Аким взял сына на руки.

— П-пусти… — процедил Петрунька, когда мать тащила с его ног обутки. — Мотовило… прикре… пи…

И будто смеялся кто-то над ним… А потом загомонили вокруг люди… Ой-ей, сколько их! Вся улица черна-чернешенька от народа… И ворота кругом: тыр-тыр… Прет отовсюду стар и мал… Пыль клубится над горячими от солнца пряслами, и жмутся к ним бабы — непротолк по улице.. Река-рекою льется люд через ворота поскотины на выгон и далее, по полям… Поля… Ничего нет кроме желтеющей вокруг пшеницы да упружистой небесной сини над ней… «Поше-ел!» — звонко кричит Петрунька и чувствует, как мягко колышется под ним сиденье сноповязки. Лошади рвут, чалая спотыкается на ходу, а Петрунька кричит: «Валя-яй!» Кланяются колосья и падают на белые полотна, как в постель… И видит Петрунька — не один он: по праву сторону Дёмка, тоже на сноповязке покачивается, по леву — Тишкин крестник. «А врете, я скорее вас полосу пройду», — думает Петрунька и бодрит лошадей — бичом к ним тянется. А сам оглядывается… Господи!.. Покуда глаз берет — движутся по полю сноповязки, и нет им счету… «А, вот вас сколько! — мелькает в голове Петруньки. — Погоди ж, я вам по-о-о-кажу…» И вот уже не на сноповязке он, а подле чудной машины, и труба у нее, как та, что в городе — на дворе склада, черным пальцем в небо уставилась.
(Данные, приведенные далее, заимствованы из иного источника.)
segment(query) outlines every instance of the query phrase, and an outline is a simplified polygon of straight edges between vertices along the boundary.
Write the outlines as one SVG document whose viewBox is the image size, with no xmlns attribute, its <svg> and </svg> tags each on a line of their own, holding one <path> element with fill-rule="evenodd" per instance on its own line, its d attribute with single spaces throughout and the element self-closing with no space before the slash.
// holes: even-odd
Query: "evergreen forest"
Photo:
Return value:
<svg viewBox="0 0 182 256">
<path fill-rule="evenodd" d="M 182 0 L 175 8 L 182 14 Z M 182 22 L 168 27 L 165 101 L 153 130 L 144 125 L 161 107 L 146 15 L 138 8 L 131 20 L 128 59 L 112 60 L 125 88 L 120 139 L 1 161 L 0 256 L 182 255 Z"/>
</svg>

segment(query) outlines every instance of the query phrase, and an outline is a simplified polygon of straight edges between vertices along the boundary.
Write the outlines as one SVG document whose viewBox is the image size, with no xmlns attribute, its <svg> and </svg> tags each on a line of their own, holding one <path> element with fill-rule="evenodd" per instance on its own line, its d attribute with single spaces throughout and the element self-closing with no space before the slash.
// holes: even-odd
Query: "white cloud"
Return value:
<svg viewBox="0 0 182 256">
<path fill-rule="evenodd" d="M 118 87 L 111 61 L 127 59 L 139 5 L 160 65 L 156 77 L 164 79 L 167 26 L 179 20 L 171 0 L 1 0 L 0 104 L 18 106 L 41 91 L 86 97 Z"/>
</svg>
И гудит, и пыхтит машина, и столбом мякина летит, а зерно сыплется, сыплется… Глядит по сторонам Петрунька, а толпа вокруг — без шапок. «Ай, да Петр Акимыч! — говорят вокруг. — Вот это — мужик!» А зерно сыплется, горою растет… Радостно Петруньке и страшно: ну, как рухнет гора да зерном сыпанет, — затопит все поле, всю поскотину, всю деревню. Сердце сжимается, кровь стучит в висках. «У-ух!» — отдувается Петрунька и просыпается.

— Го-осподь с тобой! Чего ты орешь?

Голос деда с голбчика. Сизая муть крутилась в углу, и дрожало блеклое оконце.